Another key element to consider when designing urban mobility systems is a balance in the distribution of housing, services, business and production activities across the urban area. What would happen during peak hours, for example, if activities and workplaces are concentrated exclusively in certain areas of the city?
In all of Planet’s greenfield real estate projects, our multidisciplinary teams develop a functional mix design, focusing on the potential concentration of traffic in specific directions or during certain time slots – in order to reduce traffic jams and cut pollution. Shops, services and work are available close to home, making neighbourhoods more safe, pleasant and liveable while saving residents a considerable amount of time and money spent reaching basic services.

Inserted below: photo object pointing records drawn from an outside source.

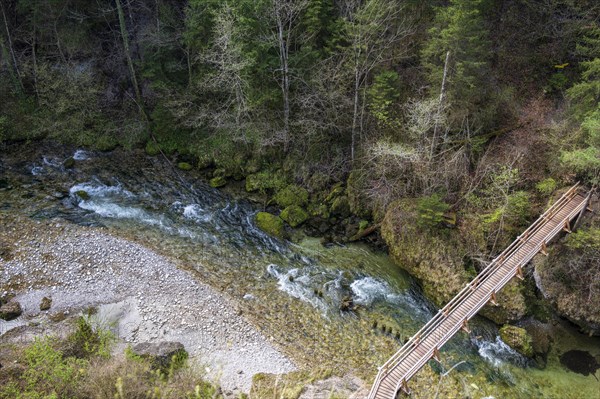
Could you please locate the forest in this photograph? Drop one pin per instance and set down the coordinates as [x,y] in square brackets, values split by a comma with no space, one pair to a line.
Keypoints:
[438,130]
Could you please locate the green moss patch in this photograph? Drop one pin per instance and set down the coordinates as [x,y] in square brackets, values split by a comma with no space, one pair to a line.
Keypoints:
[294,215]
[518,339]
[291,195]
[270,224]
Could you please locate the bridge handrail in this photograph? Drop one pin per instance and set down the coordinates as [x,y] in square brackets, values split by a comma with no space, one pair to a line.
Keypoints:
[478,281]
[482,302]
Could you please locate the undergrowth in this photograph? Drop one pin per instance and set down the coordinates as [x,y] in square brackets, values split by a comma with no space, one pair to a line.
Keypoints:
[81,366]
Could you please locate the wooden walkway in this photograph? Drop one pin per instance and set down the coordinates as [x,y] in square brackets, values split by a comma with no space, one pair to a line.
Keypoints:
[425,344]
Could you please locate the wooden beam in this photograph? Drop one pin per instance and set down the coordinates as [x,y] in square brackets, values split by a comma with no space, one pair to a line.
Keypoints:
[465,326]
[436,354]
[493,298]
[544,249]
[405,387]
[520,273]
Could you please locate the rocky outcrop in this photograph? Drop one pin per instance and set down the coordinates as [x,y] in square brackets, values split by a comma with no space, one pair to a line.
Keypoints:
[436,258]
[270,224]
[518,339]
[10,310]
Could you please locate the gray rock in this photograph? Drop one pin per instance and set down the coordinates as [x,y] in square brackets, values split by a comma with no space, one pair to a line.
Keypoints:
[46,303]
[10,310]
[161,354]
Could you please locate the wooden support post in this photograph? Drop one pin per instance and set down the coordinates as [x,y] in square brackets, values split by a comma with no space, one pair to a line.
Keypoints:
[405,387]
[544,249]
[520,273]
[436,354]
[465,326]
[493,298]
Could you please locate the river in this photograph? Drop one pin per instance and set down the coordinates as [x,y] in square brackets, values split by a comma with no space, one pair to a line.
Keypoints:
[293,292]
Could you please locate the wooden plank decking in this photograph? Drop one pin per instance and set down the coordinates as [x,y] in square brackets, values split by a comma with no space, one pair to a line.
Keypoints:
[425,344]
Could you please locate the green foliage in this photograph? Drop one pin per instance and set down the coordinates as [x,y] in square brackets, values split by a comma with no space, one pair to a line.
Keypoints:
[546,186]
[48,374]
[265,181]
[88,341]
[294,215]
[291,195]
[430,211]
[460,29]
[383,94]
[270,224]
[3,124]
[557,82]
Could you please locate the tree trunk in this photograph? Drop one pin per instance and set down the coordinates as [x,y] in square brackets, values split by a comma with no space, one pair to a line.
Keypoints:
[440,104]
[12,50]
[285,82]
[125,38]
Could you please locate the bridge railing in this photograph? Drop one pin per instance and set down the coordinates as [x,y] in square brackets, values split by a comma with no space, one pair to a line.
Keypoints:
[472,287]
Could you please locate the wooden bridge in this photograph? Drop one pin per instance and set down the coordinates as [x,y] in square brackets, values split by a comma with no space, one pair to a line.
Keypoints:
[426,343]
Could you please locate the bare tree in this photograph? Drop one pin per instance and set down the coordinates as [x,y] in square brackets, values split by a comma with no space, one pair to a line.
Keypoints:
[286,14]
[374,28]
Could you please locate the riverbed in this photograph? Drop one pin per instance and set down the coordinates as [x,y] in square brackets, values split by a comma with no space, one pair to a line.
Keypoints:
[295,294]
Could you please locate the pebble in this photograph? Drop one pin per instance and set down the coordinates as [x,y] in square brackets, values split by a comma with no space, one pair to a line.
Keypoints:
[84,268]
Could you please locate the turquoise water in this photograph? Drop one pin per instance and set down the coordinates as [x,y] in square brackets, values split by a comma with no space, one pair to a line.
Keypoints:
[294,292]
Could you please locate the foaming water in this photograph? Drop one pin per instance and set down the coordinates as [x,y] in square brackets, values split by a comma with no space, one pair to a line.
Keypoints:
[331,297]
[497,353]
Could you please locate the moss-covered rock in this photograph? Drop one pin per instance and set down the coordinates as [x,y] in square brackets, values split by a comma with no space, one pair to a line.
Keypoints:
[184,166]
[291,195]
[265,181]
[152,148]
[69,163]
[511,304]
[340,207]
[318,210]
[82,194]
[294,215]
[568,276]
[518,339]
[433,257]
[270,224]
[359,204]
[336,191]
[217,182]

Thanks to recent developments in urban mobility, it is no longer necessary for households to have different means of transport of their own. Rather, people can easily share their transportation method with others who have the same needs.
The innovative concept of Mobility on Demand (MoD) is shaping the future of urban mobility, allowing citizens to access mobility, goods, and services in real-time, making their journeys more efficient using technology. Sharing mobility services are an intelligent way to drastically reduce traffic and pollution organically.

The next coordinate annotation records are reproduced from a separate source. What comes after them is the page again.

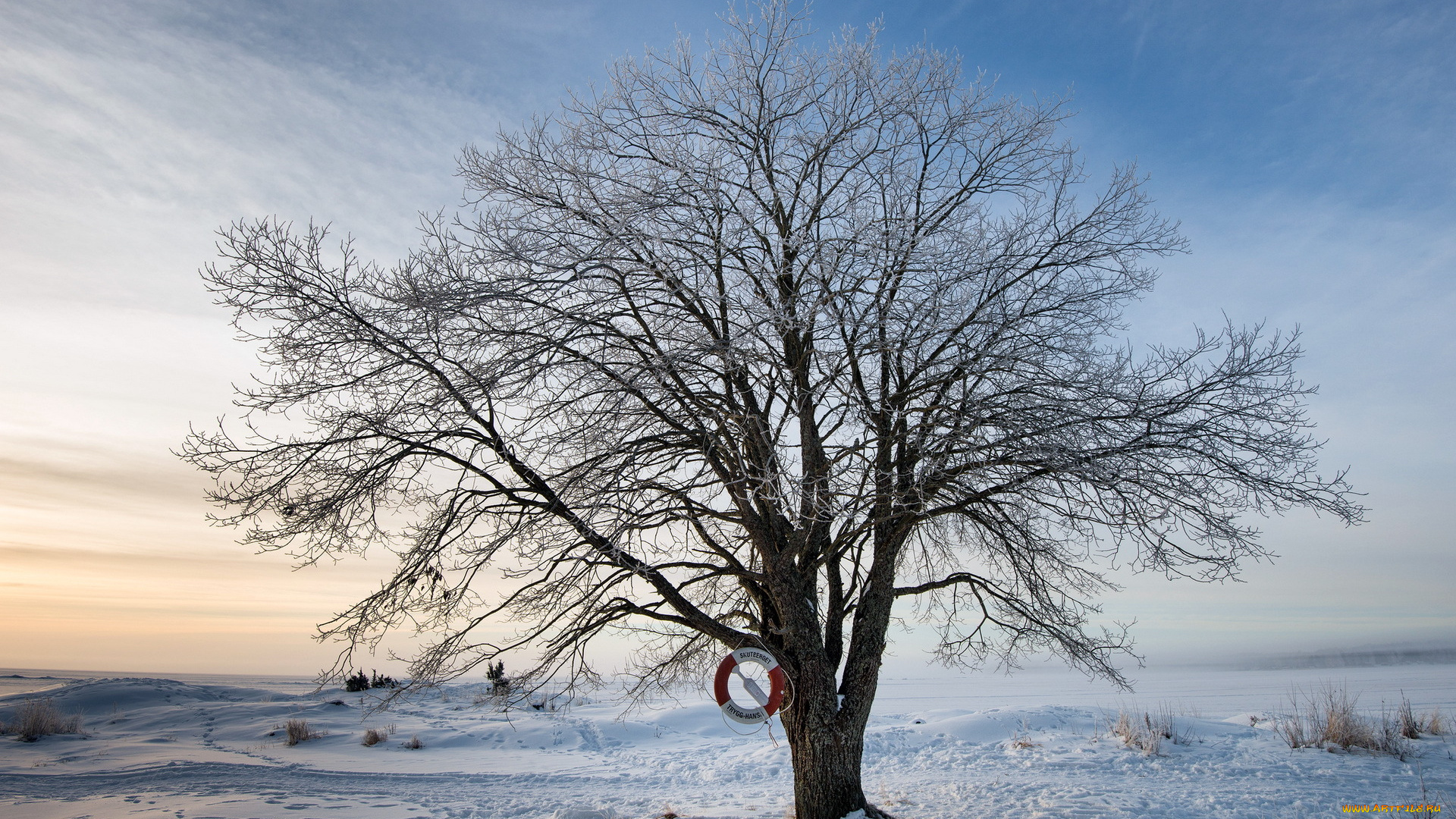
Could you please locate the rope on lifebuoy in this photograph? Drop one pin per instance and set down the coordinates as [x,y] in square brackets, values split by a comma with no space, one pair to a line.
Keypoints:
[766,703]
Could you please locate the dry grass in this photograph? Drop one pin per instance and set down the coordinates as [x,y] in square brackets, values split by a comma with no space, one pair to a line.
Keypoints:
[299,730]
[39,717]
[1147,732]
[1138,733]
[1329,719]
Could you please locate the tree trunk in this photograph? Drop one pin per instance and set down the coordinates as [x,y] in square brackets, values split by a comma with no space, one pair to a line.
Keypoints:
[827,749]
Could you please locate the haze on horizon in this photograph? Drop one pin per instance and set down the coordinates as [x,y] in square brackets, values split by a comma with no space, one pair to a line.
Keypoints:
[1307,150]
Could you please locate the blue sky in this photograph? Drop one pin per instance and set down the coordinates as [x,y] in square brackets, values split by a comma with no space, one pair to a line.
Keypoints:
[1305,148]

MoD platforms allow people who need transport to ‘meet’ drivers available nearby on the reference platform, simply by sending a request and sharing their geolocation. As well as being an economic solution, such solutions can facilitate travel between transit stations and homes or workplaces, encouraging citizens not to use their private car for daily trips.
Uber and Lyft are popular examples of MoD services, however, other solutions with a strong impact are car-sharing and bike-sharing, which allow users to reserve vehicles to rent via digital apps. Both car and bike-sharing are in the process of being implemented through the Planet App in several of our projects, including REDO in Milan – the first smart project aimed at social housing in Italy.
To reduce the circulation of cars and harmful emissions into the atmosphere at the local level, urban micro-mobility solutions are gaining increasing popularity in today’s cities. Scooters, electric bicycles, hoverboards and segways are already part of the daily scene in big cities such as Milan, New York and São Paulo, representing a simple zero-emission alternative for short distance journeys.
To regulate and guarantee a good micro-mobility service, the network of European cities and regions for the development of innovative technologies and policies for local transport, POLIS, considers the improvement of the urban infrastructure system as one of the topics of interest for citizens. Traffic reduction in specific areas, and routes and parking spaces reserved for micro-mobility are two possible measures.
In order for MoD solutions such as car-sharing and bike-sharing to be exploited for everyday travel, there must be widespread internet connectivity so residents can get the information they need in every neighbourhood of the city. In all our projects, we provide free Wi-Fi in areas that are shared by citizens.
These solutions are strengthened by many others, such as smart parking, which significantly limits the time and fuel wasted searching for a parking space.
Other solutions which optimise public services include intelligent bus shelters that display the route and provide the real-time location of buses in circulation, waiting times and possible connections with other services – for example, car or bike-sharing. Access to services like these will play an increasingly important role in where people choose to live.